Monday, September 10, 2012

Crackdown on Prescriptions = Heroin Abuse Skyrockets

As with all consequences of hysterical over-reactions to solvable problems, this was completely predictable and predicted.

Chris Kenning at the Courier:

Wes Oetinger’s drug abuse started in high school, with prescription pain pills from a friend’s medicine cabinet. It got worse when a motorcycle accident left him with a ready supply of opiate painkillers.

And it finally ended last April in a Louisville jail cell, with the 27-year-old fighting through withdrawal, writhing in pain, sweat and cramps from his use of heroin, a notorious drug Oetinger “was sure I’d never do.”

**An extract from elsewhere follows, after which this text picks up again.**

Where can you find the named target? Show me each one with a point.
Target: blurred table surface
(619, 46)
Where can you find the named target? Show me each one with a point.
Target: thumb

Yet his story is an increasingly common one in Louisville, where police say the use of heroin — a once rare but highly addictive drug — is surging.


Amid a medical and law enforcement crackdown on opiate prescription pill abuse, rising street prices and manufacturer reformulations that make pain pills harder to abuse, addicts are increasingly turning to heroin —cheaper, easier to obtain and extremely potent, police and drug treatment officials say.
Unfortunately, the article hits all the prohibitionist G-spots: crazed addicts shooting up on the highway, breaking into homes, impervious to treatment, threatening civilization. Substitute "crack" for "heroin" and it's the same hysteria from the '80s - an excuse to imprison millions of poor people and minorities instead of  putting a tiny fraction of law enforcement and incarceration costs into effective treatment.

Meanwhile, non-addicts in chronic pain are going without relief because the prescription hysteria means even asking your physician for opiates is the next thing to a crime.